そんなハリーのもとに「ホグワーツ魔法学校の入学許可証」が届く。
そこで初めてハリーは自分が魔法使いであることを知る。
しかも、自分の両親が闇の帝王であるヴォルデモートに殺され、ハリー自身もヴォルデモートに命を狙われていたことを知る。両親がハリーを守ったことによりヴォルデモートは瀕死の状態となり姿を消していた。
第一ターニングポイント(二幕へと向かう転換点)ハリーは、ホグワーツ急行に乗り、ホグワーツ魔法学院へと向かう。
第二幕(葛藤)
ハリーのホグワーツ魔法学院での生活が始まる。
魔法を学びつつ、ロン・ウィーズリーという少年と、ハーマイオニー・グレンジャーという少女との友情を育んでいく。
ミッドポイントハリーの命が狙われる。
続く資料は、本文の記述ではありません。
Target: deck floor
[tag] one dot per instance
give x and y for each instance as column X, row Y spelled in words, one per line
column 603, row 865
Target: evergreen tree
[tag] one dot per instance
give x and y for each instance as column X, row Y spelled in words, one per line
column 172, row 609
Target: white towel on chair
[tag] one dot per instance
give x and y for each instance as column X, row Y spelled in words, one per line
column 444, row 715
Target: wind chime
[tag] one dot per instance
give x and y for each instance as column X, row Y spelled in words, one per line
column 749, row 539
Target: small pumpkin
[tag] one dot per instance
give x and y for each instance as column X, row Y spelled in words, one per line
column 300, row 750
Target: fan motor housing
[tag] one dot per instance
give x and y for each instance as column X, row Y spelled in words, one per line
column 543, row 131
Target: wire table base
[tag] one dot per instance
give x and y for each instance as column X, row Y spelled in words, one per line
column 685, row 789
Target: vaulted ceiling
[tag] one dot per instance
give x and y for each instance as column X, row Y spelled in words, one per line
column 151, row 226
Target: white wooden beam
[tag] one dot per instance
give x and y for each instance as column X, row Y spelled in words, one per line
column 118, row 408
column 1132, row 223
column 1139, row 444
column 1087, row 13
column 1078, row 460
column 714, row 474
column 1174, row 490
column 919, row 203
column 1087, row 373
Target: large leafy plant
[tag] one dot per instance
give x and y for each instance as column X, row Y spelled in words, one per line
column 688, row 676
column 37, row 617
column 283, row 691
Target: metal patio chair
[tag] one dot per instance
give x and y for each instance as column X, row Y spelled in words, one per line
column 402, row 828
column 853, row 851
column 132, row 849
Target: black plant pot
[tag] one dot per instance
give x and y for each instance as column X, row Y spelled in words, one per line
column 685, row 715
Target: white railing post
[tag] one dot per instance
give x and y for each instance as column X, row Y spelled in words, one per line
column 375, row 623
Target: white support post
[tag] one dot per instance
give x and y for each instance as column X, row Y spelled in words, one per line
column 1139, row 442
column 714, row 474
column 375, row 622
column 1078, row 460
ハリーの命を狙ったのはスネイプ先生だと思われた。
ハリーとロン、ハーマイオニーは、闇の帝王ヴォルデモートがスネイプ先生を使って、学校内に隠されている「賢者の石」を奪おうとしていることを知る。
「賢者の石」をヴォルデモートが手に入れるとヴォルデモートは魔法界に復活しまう。
第二ターニングポイントハリー達は、ダンブルドア校長のいない今夜を狙って、スネイプ先生が「賢者の石」を奪いに来ると悟り、自分たちでそれを阻止しようとする。
第三幕(解決)
ハリーは、闇の帝王ヴォルデモートと対決することになる。
ハリーが勝利する。
※「ハリー・ポッターと賢者の石」(J.K.ローリング著/静山社刊)の内容を例にしています。

「三幕構成」について詳しくは、「三幕構成とは|おすすめ本とハリウッド式メソッドを紹介」を参考にしてください。

上記のような枠組みに分けて、プロットを書くと、足りない展開ポイントを把握することができます。足りないポイントを生めながらストーリーを展開を考えていくことができます。

まとめ

プロットの書き方について紹介しました。

プロットは、これから作る物語の流れを膨らましたり練り直したりすることのできる便利な手段なため、ぜひ活用するようにしてください。

名作映画などからプロットを書き起こして見ることも、創作の勉強となるため、おすすめです。多くの映画を見て参考にしつつ、どんどん自分でも作品を書いていくようにしましょう。